In the above formula (II),
X is -O- or -NR ^x - ;
R ³ , which may be the same or different, is a hydrogen atom or a monovalent optionally substituted hydrocarbon radical,
R ⁴ is a divalent optionally substituted hydrocarbon radical having 1 to 40 carbon atoms, the individual carbon atoms may be replaced by an oxygen atom or -NR ^z -;
R ⁵ is a hydrogen atom or a monovalent optionally substituted hydrocarbon radical having 1 to 40 carbon atoms, the individual carbon atoms may be replaced by an oxygen atom or a carbonyl group —CO— or an organosilyl radical,
R ^x is a hydrogen atom or a monovalent optionally substituted hydrocarbon radical having 1 to 20 carbon atoms, the individual carbon atoms may be replaced by an oxygen atom or an organosilyl radical -SiR' ₃ , R' is the same or different, monovalent optionally substituted hydrocarbon radicals,
R ^z is a monovalent optionally substituted hydrocarbon radical having 1 to 20 carbon atoms, the individual carbon atoms being an oxygen atom, the polyester radical R ⁵ -[O-(CR ³ ₂ ) _n -CO-] _m - or may be replaced by the organosilyl radical -SiR' ₃ , R' represents the same or different monovalent optionally substituted hydrocarbon radicals,
n is an integer from 3 to 6,
m is an integer from 1 to 100,
a is an integer from 0 to 3,
b is an integer from 0 to 1,
p is 0 or an integer from 1 to 1000,
q is 0 or an integer from 1 to 100,
r is 0 or an integer from 1 to 100,
with the proviso that a + b ≤ 3 and q + r is an integer greater than zero.

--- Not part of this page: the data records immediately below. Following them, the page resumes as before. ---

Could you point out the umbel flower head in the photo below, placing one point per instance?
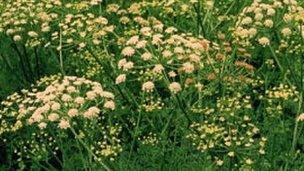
(65, 108)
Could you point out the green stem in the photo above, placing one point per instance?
(88, 149)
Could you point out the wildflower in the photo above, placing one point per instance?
(175, 87)
(53, 117)
(264, 41)
(64, 124)
(133, 40)
(109, 105)
(120, 79)
(219, 162)
(148, 86)
(55, 106)
(172, 74)
(73, 112)
(146, 56)
(17, 38)
(79, 100)
(91, 112)
(128, 51)
(32, 34)
(188, 67)
(300, 117)
(268, 23)
(129, 65)
(66, 98)
(286, 32)
(91, 95)
(158, 69)
(42, 125)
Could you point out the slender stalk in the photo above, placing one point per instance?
(27, 61)
(15, 47)
(60, 53)
(37, 63)
(88, 149)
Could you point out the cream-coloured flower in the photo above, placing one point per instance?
(264, 41)
(120, 79)
(175, 87)
(148, 86)
(109, 105)
(73, 112)
(64, 124)
(128, 51)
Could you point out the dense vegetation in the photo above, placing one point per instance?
(151, 85)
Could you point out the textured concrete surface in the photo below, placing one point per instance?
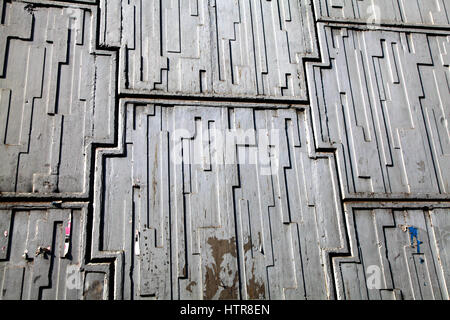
(224, 149)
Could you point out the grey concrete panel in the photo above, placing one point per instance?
(249, 220)
(397, 252)
(57, 98)
(43, 254)
(244, 49)
(433, 13)
(381, 99)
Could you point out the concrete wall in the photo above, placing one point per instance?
(224, 149)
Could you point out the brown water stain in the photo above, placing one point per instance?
(213, 280)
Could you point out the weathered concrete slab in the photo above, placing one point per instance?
(240, 49)
(57, 98)
(398, 251)
(244, 159)
(44, 251)
(250, 220)
(395, 12)
(382, 100)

According to claim 1,
The polyolefin (A) used contains units of the formula (III):

In the above formula (III), R ⁶ , R ⁷ , R ⁸ , and R ⁹ are each independently a hydrogen atom, a saturated, optionally substituted hydrocarbon radical, an unsaturated hydrocarbon radical, an aromatic hydrocarbon radical, a vinyl ester radical, or a halogen and x is a number from 100 to 100,000. 3. The method of claim 1 or 2,
The polyolefin (A) is polypropylene (PP), high density polyethylene (HDPE), low density polyethylene (LDPE), linear low density polyethylene (LLDPE), polyvinyl chloride (PVC), polystyrene (PS), and polyvinylidene fluoride ( PVDF). 4. The method according to any one of claims 1 to 3,
The proportion of the polyolefin (A) is from 60% by weight to 99.99% by weight. 5. The method according to any one of claims 1 to 4,
wherein a = b = 0. 6. The method according to any one of claims 1 to 5,
Component (B) is used in an amount of from 0.05% to 40% by weight, based on the amount of component (A). 7. The method according to any one of claims 1 to 6,
(A) HDPE;
(B) R ₃ Si[OSiR ₂ ] _p [OSiRR ² ] _q OSiR ₃ , where R = methyl, R ² = H-[O-(CH ₂ ) ₅ -CO-] ₁₅ -NH-(CH ₂ ) ₃ -, p = 23, q = 1,
optionally (C) an inorganic filler,
optionally (D) organic or inorganic fibers,
optionally (E) a flame retardant,
optionally (F) a biocide,
optionally (G) a pigment,
optionally (H) a UV absorber and
optionally (I) a HALS stabilizer
A composition comprising a, composition. A method for preparing a composition according to any one of claims 1 to 7, comprising:
by mixing components (A) and (B) and optionally further components in any desired order. 9. The method of claim 8,
The method is carried out continuously. A molding prepared by extrusion of the composition according to any one of claims 1 to 7,
A molding produced by processing by an injection molding process.